Faut-il sauver l'algorithme de Collins et De Luca?
Pierre-Marie GAGEY

Institut de Posturologie, Paris

     Bien que le papier 'Open-loop and closed-loop control of posture…' de Colliins et De Luca (1993) ait été accepté par la revue Experimental Brain Research et largement cité dans la littérature internationale, il est bourré d'imprécisions, d'erreurs et d'ignorances si criantes que je n'ai jamais jugé utile de prendre la plume pour le critiquer… Or voilà que Michel Lacour remet ce papier sur le tapis pour l'utiliser dans son programme d'analyse du signal stabilométrique "PosturoPro"… Y aurait-il quelque chose à sauver dans ce papier qui puisse être d'une quelconque utilité? Si c'est le cas, comme Michel Lacour semble le penser, alors il faut prendre le temps de critiquer ce papier pour bien séparer les scories de la pépite d'or qu'il contiendrait.

L'absence de données métrologiques

    Collins nous annonce fièrement en conclusion de son travail: «The act of maintaining an erect posture could be viewed, in part, as a stochastic process», mais quelques lignes plus loin, il n'est pas gêné de nous dire que son signal stabilométrique a été échantillonné à 100Hz ! Quand on analyse un signal en partie aléatoire, il est un peu ridicule de se féliciter de découvrir grâce à l'analyse de ce signal qu'il est en partie aléatoire!
     Pour ceux qui ne sont pas très au courant, je m'explique. Collins dans l'exposé de ses résultats nous montre que la distance quadratique parcourue par le centre de pression en une seconde, environ, est de l'ordre de 20mm2, soit une distance réelle de l'ordre de 4,5 mm, et cela dans la partie où le signal se déplace le plus rapidement (Figure 2b et 3 de l'article). L'échantillonnage à 100 Hz découpe cette distance moyenne en 100 portions qui auront donc pour longueur moyenne 0,045 mm. Si on estime que la distribution statistique de ces longueurs élémentaires réelles est gaussienne, alors on doit admettre que la moitié des mesures que Collins analyse sont inférieures à quatre centième de millimètre. Compte tenu de la technologie disponible dans les années 90, le lecteur ne peut pas admettre a priori que la plate-forme utilisée par Collins ait été douée d'un tel pouvoir de résolution. Ne pas discuter cet aspect des choses est manifestement faire état d'une imprécision regrettable. Il est très vraisemblable que la moitié des mesures analysées par Collins ne correspondaient à rien de réel…

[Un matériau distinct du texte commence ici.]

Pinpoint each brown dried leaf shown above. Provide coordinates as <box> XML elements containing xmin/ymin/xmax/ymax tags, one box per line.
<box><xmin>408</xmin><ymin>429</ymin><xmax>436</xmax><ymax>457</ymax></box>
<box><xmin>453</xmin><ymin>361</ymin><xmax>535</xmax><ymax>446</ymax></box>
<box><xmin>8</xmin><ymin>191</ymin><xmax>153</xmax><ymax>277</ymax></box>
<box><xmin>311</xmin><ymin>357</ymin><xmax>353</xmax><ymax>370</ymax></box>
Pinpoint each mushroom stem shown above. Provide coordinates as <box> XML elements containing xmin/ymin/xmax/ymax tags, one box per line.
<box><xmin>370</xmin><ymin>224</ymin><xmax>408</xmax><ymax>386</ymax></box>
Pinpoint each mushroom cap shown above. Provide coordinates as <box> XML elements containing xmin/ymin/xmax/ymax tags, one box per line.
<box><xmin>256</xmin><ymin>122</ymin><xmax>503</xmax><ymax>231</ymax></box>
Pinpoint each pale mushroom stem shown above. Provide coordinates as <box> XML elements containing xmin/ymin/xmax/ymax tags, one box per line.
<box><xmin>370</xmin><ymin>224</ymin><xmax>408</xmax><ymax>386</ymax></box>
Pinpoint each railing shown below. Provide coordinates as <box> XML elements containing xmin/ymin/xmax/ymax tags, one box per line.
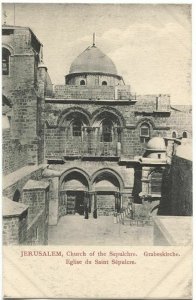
<box><xmin>114</xmin><ymin>206</ymin><xmax>132</xmax><ymax>224</ymax></box>
<box><xmin>54</xmin><ymin>85</ymin><xmax>136</xmax><ymax>100</ymax></box>
<box><xmin>65</xmin><ymin>142</ymin><xmax>121</xmax><ymax>157</ymax></box>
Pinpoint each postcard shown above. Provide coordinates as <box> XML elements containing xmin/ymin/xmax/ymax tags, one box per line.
<box><xmin>2</xmin><ymin>2</ymin><xmax>193</xmax><ymax>299</ymax></box>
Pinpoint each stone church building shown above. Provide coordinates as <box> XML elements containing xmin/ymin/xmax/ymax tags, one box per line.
<box><xmin>2</xmin><ymin>25</ymin><xmax>192</xmax><ymax>245</ymax></box>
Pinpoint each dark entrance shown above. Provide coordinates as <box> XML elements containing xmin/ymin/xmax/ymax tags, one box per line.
<box><xmin>67</xmin><ymin>191</ymin><xmax>84</xmax><ymax>215</ymax></box>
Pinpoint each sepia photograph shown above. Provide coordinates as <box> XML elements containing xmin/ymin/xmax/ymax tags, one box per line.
<box><xmin>1</xmin><ymin>1</ymin><xmax>194</xmax><ymax>300</ymax></box>
<box><xmin>2</xmin><ymin>3</ymin><xmax>192</xmax><ymax>246</ymax></box>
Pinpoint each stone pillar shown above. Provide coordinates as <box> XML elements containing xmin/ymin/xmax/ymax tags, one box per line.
<box><xmin>93</xmin><ymin>193</ymin><xmax>97</xmax><ymax>219</ymax></box>
<box><xmin>141</xmin><ymin>167</ymin><xmax>150</xmax><ymax>196</ymax></box>
<box><xmin>42</xmin><ymin>168</ymin><xmax>61</xmax><ymax>225</ymax></box>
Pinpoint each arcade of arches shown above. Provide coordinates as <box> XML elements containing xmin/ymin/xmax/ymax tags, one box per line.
<box><xmin>59</xmin><ymin>170</ymin><xmax>131</xmax><ymax>219</ymax></box>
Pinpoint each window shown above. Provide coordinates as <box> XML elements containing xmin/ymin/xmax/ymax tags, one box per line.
<box><xmin>80</xmin><ymin>80</ymin><xmax>85</xmax><ymax>85</ymax></box>
<box><xmin>72</xmin><ymin>121</ymin><xmax>82</xmax><ymax>136</ymax></box>
<box><xmin>2</xmin><ymin>48</ymin><xmax>11</xmax><ymax>75</ymax></box>
<box><xmin>172</xmin><ymin>131</ymin><xmax>177</xmax><ymax>139</ymax></box>
<box><xmin>13</xmin><ymin>190</ymin><xmax>20</xmax><ymax>202</ymax></box>
<box><xmin>140</xmin><ymin>123</ymin><xmax>150</xmax><ymax>143</ymax></box>
<box><xmin>102</xmin><ymin>120</ymin><xmax>113</xmax><ymax>143</ymax></box>
<box><xmin>182</xmin><ymin>131</ymin><xmax>188</xmax><ymax>139</ymax></box>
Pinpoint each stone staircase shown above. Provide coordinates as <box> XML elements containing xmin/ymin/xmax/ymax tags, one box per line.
<box><xmin>114</xmin><ymin>203</ymin><xmax>153</xmax><ymax>227</ymax></box>
<box><xmin>114</xmin><ymin>206</ymin><xmax>132</xmax><ymax>225</ymax></box>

L'absence de rigueur mathématiques

     L'absence de rigueur mathématique de ce papier a largement été stigmatisée par Delignières et coll. (2003) qui ont rappelé que l'usage de la propriété de diffusion des mouvements browniens fractionnaires n'a pas de sens dans le cas des signaux bornés.

L'ignorance des travaux antérieurs

      Collins se félicite d'avoir découvert grâce à son algorithme, que le signal stabilométrique pouvait se décomposer en deux parties dont il situe la limite aux environs de 1 Hz… mais cela était connu depuis 20 ans!!! Gurfinkel (1973) avait montré par une étude théorique de l'équation différentielle d'un pendule inversé que dans la bande de fréquence 0/0,6 Hz le signal stabilométrique pouvait être considéré comme représentant les mouvements du centre de gravité à une erreur près n'excédant pas 50%, mais qu'au-delà de 0,6 Hz le signal stabilométrique ne représentait pratiquement plus que les mouvements du centre de pression. Quelques années plus tard par une étude expérimentale, nous avons montré qu'en fait cette distinction centre de pression / centre de gravité n'apparaissait très nettement qu'à une fréquence un peu plus élevée, autour de 1 Hz (Gagey et al., 1985).

L'absence de réflexion biomécanique

     A aucun moment dans son article, Collins n'envisage que les mouvements du centre de gravité puissent être contrôlés par les mouvements du centre de pression… Ce qui lui aurait pourtant évité cette stupidité de déclarer qu'au dessus d'un Hertz les mouvements du centre de pression évoluent en boucle ouverte, comme s'ils n'intervenaient pas dans la boucle de rétroaction qui caractérise le système postural d'aplomb et qui a pour effet de stabiliser la position du centre de gravité. Chacun un jour ou l'autre s'est essayé à cet exercice qui consiste à tenir un balais renversé en équilibre sur le bout d'un de ses doigts, et l'on sait bien que les mouvements du centre de pression — le doigt de l'équilibriste — ont pour objet le maintien de la position du centre de gravité du balais dans des limites compatibles avec une absence de chute. Le modèle mécanique est enfantin, ce qui ne l'empêche pas d'être bien réel.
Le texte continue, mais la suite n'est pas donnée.